From The Guardian’s reporting:
“We are making good progress,” added Henry. “We have a lot of different groups working very well together and having everybody on the same page is the key to a big project like this happening and pretty much everyone is on the same page. The obstacles are not completely out of the way but we seem to be moving in that direction … We don’t have all the houses but we are making progress.”
The planning application for Anfield’s modifications will only be submitted once the city has secured all the necessary properties, leaving the exact nature of the changes unknown. The Guardian, however, is reporting a refurbished Anfield will include a new main stand as well as a buildup at the Anfield Road end.
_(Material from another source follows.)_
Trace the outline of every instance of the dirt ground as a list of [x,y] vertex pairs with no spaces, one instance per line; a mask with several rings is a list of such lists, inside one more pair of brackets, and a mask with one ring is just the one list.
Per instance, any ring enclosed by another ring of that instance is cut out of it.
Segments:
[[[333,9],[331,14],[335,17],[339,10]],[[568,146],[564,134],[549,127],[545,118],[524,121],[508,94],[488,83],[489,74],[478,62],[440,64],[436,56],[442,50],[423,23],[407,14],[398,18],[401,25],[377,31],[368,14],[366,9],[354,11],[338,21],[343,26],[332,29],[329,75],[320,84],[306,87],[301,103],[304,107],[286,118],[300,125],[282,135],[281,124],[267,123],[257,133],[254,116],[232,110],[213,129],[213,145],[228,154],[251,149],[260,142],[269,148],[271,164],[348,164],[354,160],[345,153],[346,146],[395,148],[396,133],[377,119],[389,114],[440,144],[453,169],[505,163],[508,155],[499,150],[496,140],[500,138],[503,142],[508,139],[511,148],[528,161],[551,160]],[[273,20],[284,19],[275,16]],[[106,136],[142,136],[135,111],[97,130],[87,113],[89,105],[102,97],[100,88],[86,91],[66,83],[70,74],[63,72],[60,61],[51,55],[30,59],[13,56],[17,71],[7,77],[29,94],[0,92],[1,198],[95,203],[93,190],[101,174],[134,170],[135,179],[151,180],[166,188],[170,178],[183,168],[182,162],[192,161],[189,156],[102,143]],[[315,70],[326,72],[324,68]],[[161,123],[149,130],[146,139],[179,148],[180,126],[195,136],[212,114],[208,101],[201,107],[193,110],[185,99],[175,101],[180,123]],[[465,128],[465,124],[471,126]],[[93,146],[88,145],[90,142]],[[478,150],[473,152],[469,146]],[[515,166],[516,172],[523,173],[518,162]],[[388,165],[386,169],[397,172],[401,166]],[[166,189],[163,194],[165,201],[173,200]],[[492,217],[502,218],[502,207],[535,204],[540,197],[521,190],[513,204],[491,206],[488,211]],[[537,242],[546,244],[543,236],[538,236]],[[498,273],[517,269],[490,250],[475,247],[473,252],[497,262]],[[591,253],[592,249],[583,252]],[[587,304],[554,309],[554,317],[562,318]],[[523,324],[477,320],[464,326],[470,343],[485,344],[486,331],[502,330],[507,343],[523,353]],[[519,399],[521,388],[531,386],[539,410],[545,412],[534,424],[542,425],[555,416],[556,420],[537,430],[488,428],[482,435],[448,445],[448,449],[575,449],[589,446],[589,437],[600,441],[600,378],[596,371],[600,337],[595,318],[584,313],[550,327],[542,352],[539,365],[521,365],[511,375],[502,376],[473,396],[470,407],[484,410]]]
None of which, Henry stressed, will affect what the club is able to do on the field:
“… it will pay for itself. It’s actually a positive. It’s one of the reasons we are doing it. It still provides excess cash. This is the direction that makes financial sense for the club in the long term.”
The key point in all Henry’s comments, however, was the financing. Troubles securing a way to pay for their projects not only undermined Hicks and Gillett’s attempts to solve the Anfield problem but also undermined supporter faith in owners who’d staked their credibility on securing a new stadium. Henry’s never made such promises but inherits the legacy of his predecessor’s errors.
That’s why he wants to make it clear – funding the project is a non-issue:
“They [Hicks and Gillett] were talking about going out and borrowing an enormous amount of money for an enormous facility. That’s not what we are doing here. One of their problems is that they weren’t able to get financing.
“When this [project] happens, that won’t be the problem. We just need certainty with regard to these properties.”
Forgive Liverpool fans, walked down this road before, if they withhold optimism. They may not want to jinx it. It does, however, sound like progress has been made, plans are ready, and only the details remain. You don’t want to trivialize those details, since they involve people’s lives and property, but if the question is how much closer we are to a renovated Anfield, the answer is ‘closer than ever.’